No lo habían pensado. Habrían preferido que sus vidas continuaran siendo como hasta ese momento. Pero le prometieron a su madre y a sus padres que transcurridos cinco días sabrían lo que querrían hacer con sus vidas. Consultaron al asesor vocacional de la escuela, a sus amigos, a las chicas que habían conocido los sábados por la noche en el centro social, a sus vecinos, a los sacerdotes, a los políticos, a los policías y a las prostitutas, y transcurridos los cinco días supieron lo que querían hacer con sus vidas.

—Ma, queremos ser pilotos como tú —anunciaron.

—¿Qué? —dijo Umberto, a quien le habría gustado que se dedicaran, como él, al negocio inmobiliario.

—¿Qué? —dijo Louie, a quien le habría gustado que se dedicaran, como él, a las leyes.

—Queremos volar —dijeron Sevriano y Batisto, pensando en el viento, las alambradas, el sol en las alas, el rugido sensual de los aeromotores Yamaguchi & Jones en configuración impelente-expelente, recordando la dicha y la alegría de su madre después de las tardes que pasaba sobrevolando los cañones del desierto y rozando las rocas de las mesetas fantasmales; para ellos, en la tierra no había nada más hermoso que el cielo.

—Si queréis volar, volaréis —dijo Ed, que era el único que comprendía que el viento podía fluir por las venas—. ¿Habéis pensado cómo vais a enfocarlo?

—Hemos hablado con el señor Wong, el asesor vocacional de la escuela —repuso Sevriano.

—Nos ha dicho que nos incorporásemos a la Compañía como pilotos comerciales —dijo Batisto.

—¿Estáis seguros de que es lo que queréis? —les preguntó Persis Jirones, que en el fondo estaba encantada de que al menos sus hijos siguieran sus sueños.

—Sí.

Los gemelos le enseñaron sus solicitudes.

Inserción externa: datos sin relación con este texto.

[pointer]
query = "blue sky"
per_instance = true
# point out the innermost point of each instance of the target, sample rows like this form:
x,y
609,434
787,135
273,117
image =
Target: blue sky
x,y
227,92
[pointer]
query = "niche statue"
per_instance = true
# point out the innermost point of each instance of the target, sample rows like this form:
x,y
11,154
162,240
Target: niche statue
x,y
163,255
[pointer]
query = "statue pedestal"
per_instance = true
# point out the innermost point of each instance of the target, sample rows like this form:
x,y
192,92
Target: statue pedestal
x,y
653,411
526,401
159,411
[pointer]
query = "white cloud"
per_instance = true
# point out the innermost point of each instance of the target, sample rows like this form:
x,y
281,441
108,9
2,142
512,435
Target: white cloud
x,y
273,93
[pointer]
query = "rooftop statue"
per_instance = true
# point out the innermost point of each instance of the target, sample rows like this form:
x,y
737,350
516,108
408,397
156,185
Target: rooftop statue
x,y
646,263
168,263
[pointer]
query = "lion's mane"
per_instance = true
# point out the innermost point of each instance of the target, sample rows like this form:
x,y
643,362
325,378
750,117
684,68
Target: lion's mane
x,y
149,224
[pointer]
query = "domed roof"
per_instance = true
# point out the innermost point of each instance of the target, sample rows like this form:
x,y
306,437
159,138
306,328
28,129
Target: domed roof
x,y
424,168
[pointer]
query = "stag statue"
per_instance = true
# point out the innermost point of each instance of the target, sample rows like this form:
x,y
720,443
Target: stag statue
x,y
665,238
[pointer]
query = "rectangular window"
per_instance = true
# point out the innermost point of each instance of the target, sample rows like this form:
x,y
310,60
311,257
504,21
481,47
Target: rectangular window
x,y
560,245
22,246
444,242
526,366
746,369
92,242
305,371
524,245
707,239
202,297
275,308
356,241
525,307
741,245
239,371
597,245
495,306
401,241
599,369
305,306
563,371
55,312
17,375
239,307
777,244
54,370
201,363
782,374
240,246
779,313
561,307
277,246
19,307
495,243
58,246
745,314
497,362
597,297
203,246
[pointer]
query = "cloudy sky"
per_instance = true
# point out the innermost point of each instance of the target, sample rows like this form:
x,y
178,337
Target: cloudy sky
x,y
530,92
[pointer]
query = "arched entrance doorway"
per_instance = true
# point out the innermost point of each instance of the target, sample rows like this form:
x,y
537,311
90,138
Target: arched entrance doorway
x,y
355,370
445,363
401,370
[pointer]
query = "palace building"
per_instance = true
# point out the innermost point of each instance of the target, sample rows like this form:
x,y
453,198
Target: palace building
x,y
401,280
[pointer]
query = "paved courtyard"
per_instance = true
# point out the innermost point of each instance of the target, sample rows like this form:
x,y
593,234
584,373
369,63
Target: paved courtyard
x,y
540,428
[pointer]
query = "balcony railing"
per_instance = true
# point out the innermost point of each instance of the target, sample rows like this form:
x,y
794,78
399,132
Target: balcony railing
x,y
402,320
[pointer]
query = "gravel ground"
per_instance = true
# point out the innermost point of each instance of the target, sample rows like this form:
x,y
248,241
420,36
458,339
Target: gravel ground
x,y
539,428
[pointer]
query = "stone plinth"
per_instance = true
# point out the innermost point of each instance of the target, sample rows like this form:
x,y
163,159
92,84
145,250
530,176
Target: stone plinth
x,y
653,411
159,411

—Entonces, debéis seguir el deseo de vuestros corazones —les dijo, y firmó al pie dándoles la autorización.

Por un extraño motivo, no podía dejar de ver en el papel el rostro de Limaal Mándela como si fuese una antigua marca de agua.

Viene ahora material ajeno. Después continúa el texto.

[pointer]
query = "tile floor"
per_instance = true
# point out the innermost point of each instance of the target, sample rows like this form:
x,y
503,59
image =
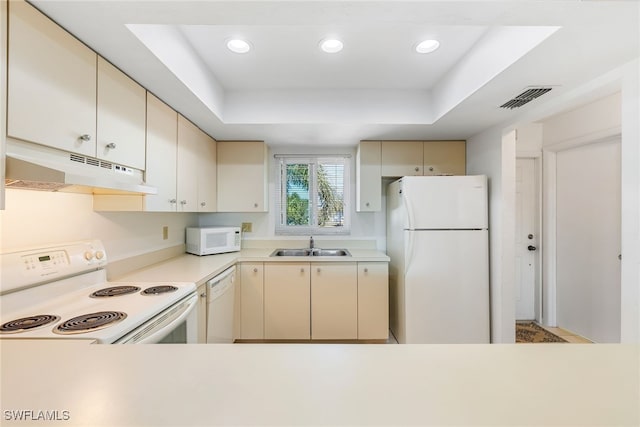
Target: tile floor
x,y
567,336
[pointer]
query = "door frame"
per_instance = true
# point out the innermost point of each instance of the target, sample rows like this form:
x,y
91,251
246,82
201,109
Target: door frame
x,y
537,158
549,219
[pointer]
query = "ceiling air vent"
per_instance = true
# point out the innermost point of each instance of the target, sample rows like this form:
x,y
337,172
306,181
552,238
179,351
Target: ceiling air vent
x,y
525,97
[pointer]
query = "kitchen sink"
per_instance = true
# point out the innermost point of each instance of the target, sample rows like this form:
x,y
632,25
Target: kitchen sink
x,y
310,252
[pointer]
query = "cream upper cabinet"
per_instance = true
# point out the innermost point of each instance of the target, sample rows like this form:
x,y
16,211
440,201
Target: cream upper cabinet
x,y
401,158
242,176
334,300
121,111
207,173
444,157
287,301
251,301
202,314
368,177
189,138
162,133
373,300
51,83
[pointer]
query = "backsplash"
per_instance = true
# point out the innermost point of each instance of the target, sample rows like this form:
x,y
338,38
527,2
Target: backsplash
x,y
34,218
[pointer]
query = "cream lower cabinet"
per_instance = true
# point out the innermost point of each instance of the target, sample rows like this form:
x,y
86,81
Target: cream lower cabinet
x,y
373,300
202,314
287,301
334,300
251,301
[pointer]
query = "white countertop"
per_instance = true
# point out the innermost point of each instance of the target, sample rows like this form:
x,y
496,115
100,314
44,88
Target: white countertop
x,y
320,384
199,269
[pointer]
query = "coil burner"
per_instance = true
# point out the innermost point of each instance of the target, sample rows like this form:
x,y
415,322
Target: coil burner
x,y
89,322
27,323
157,290
114,291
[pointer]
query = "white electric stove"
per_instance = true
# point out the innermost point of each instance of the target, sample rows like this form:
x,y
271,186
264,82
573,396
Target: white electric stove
x,y
61,292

Y por último, aquel día de inicios, el silbido de las sirenas hizo que un hombre se asomara a un balcón bien alto, portando un estandarte negro y dorado de la Compañía. El hombre contempló los torrentes de trabajadores, el atareado bullir de abejas de los gerentes, las máquinas que florecían a la vida y al movimiento. Contempló como la chispa de animación se propagó por Villa Acero para encender las llamas del imperio y la industria en todo aquello que tocaba. El Director/Gerente de Proyectos y Desarrollos del Cuarto de Esfera Noroccidental contempló el amanecer del primer día en Villa Acero y se sintió muy satisfecho. Muy, pero que muy satisfecho.